# Cloud MongoDB + Vectorizer + KMeans

- Build a model using MongoDB and CountVectorizer
- Build clusters with KMeans

In [1]:
# Imports
import pymongo

import pandas as pd
import numpy as np

from sklearn.feature_extraction.text import CountVectorizer, TfidfVectorizer
from sklearn.metrics import silhouette_score
from sklearn.cluster import KMeans, DBSCAN, SpectralClustering
from sklearn.pipeline import make_pipeline
from sklearn.preprocessing import MaxAbsScaler

%matplotlib inline

## MongoDb Connection

In [2]:
# Load the client
client = pymongo.MongoClient("mongodb+srv://dbuser:dbpassword@cluster0-tdmr9.mongodb.net/test?retryWrites=true&w=majority")

# Load the database
database = client['sample_training']

# Load a collection
companies = database['companies']

# Load the instances
instances = companies.find()

# Build a dataframe using the instances
dataframe = pd.DataFrame(instances)

## Cleaning, transforming and encoding of data

In [39]:
dataframe = dataframe[['description']]

dataframe.replace('', np.nan, inplace=True)
dataframe.dropna(how='all', inplace=True)

dataframe.head()

Unnamed: 0,description
0,Content discovery service
1,Read Unlimited Books
2,Social network
4,Technology Platform Company
5,Real time communication platform


## Build the clusters

In [51]:
# binary:          True | False  -- Exist or Count
# lowercase:       True | False  --
# analyser:        'word'|'char' --
# strip_accents:   'unicode'     -- é != e 
# stop_words:      ['word']      -- Ignore word
# ngram_range:     [min, max]    -- Combine words
# min_def:         number        -- Min of ocurrence 

count_vectorizer = CountVectorizer(min_df=4, ngram_range=(2, 3))
words_matrix = count_vectorizer.fit_transform(dataframe['description'])
words_list = count_vectorizer.get_feature_names()
    
for k in range(2,10):
    cluster = make_pipeline(MaxAbsScaler(), KMeans(n_clusters=k, random_state=0))
    cluster.fit(words_matrix)
    predict = cluster.predict(words_matrix)
    
    silhouette = silhouette_score(words_matrix, predict)
    print("K = {} - Silhouette: {}".format(k, silhouette))

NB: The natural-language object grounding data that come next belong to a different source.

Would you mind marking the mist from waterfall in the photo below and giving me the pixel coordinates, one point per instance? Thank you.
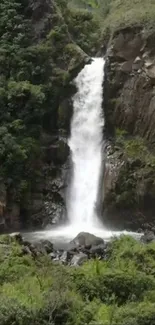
(87, 154)
(86, 146)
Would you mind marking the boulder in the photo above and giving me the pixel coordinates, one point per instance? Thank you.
(64, 257)
(148, 237)
(17, 236)
(87, 240)
(79, 259)
(98, 250)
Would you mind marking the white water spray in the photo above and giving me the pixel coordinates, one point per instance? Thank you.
(86, 146)
(87, 154)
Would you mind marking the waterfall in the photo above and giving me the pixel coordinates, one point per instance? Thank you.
(86, 146)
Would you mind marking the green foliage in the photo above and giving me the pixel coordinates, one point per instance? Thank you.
(119, 290)
(35, 70)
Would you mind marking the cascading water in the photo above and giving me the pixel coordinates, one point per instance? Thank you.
(86, 146)
(87, 154)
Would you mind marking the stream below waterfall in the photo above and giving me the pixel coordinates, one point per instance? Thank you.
(87, 156)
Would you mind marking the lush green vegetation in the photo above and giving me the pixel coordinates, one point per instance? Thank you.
(36, 65)
(119, 290)
(116, 14)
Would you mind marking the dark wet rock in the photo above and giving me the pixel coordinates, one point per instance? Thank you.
(17, 236)
(79, 259)
(53, 255)
(48, 246)
(64, 257)
(148, 237)
(86, 239)
(26, 250)
(98, 250)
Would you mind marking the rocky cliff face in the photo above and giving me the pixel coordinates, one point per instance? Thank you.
(41, 54)
(130, 118)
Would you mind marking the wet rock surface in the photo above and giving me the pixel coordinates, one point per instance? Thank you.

K = 2 - Silhouette: 0.5305733426572677
K = 3 - Silhouette: 0.4717291693332289
K = 4 - Silhouette: 0.477122675528153
K = 5 - Silhouette: 0.4736389544899812
K = 6 - Silhouette: 0.4778357456147973
K = 7 - Silhouette: 0.479937642030038
K = 8 - Silhouette: 0.46310718290760083
K = 9 - Silhouette: 0.46149689367279245


## Clusters & Examples

In [55]:
dataframe['cluster'] = predict

for cluster in np.unique(predict):
    rank = pd.Series(centroids[cluster, :], index=words_list).sort_values().tail(1)
    example = dataframe[dataframe['cluster'] == cluster]['description'].iloc[0]
    count = dataframe[dataframe['cluster'] == cluster].count()
    
    print("Cluster {}".format(cluster))
    print("--  Key: {}".format(rank.keys()[0]))
    print("--  Value: {}".format(rank.values[0]))
    print("--  Count: {}".format(count.values[0]))
    print("--  Example: {}".format(example))
    
    print()

Cluster 0
--  Key: social media
--  Value: 0.014729209154769997
--  Count: 4413
--  Example: Content discovery service

Cluster 1
--  Key: social network
--  Value: 1.0
--  Count: 108
--  Example: Social network

Cluster 2
--  Key: management software
--  Value: 1.0
--  Count: 43
--  Example: Risk Management Software

Cluster 3
--  Key: marketing and advertising
--  Value: 1.0
--  Count: 7
--  Example: Marketing and Advertising 

Cluster 4
--  Key: search engine
--  Value: 1.0
--  Count: 59
--  Example: job-focused vertical search engine

Cluster 5
--  Key: open source
--  Value: 1.0
--  Count: 17
--  Example: Open Source as a service

Cluster 6
--  Key: web design
--  Value: 1.0
--  Count: 44
--  Example: Web Design and Development

Cluster 7
--  Key: software solutions
--  Value: 1.0
--  Count: 20
--  Example: enterprise software solutions

Cluster 8
--  Key: engine for
--  Value: 1.0
--  Count: 5
--  Example: search engine for music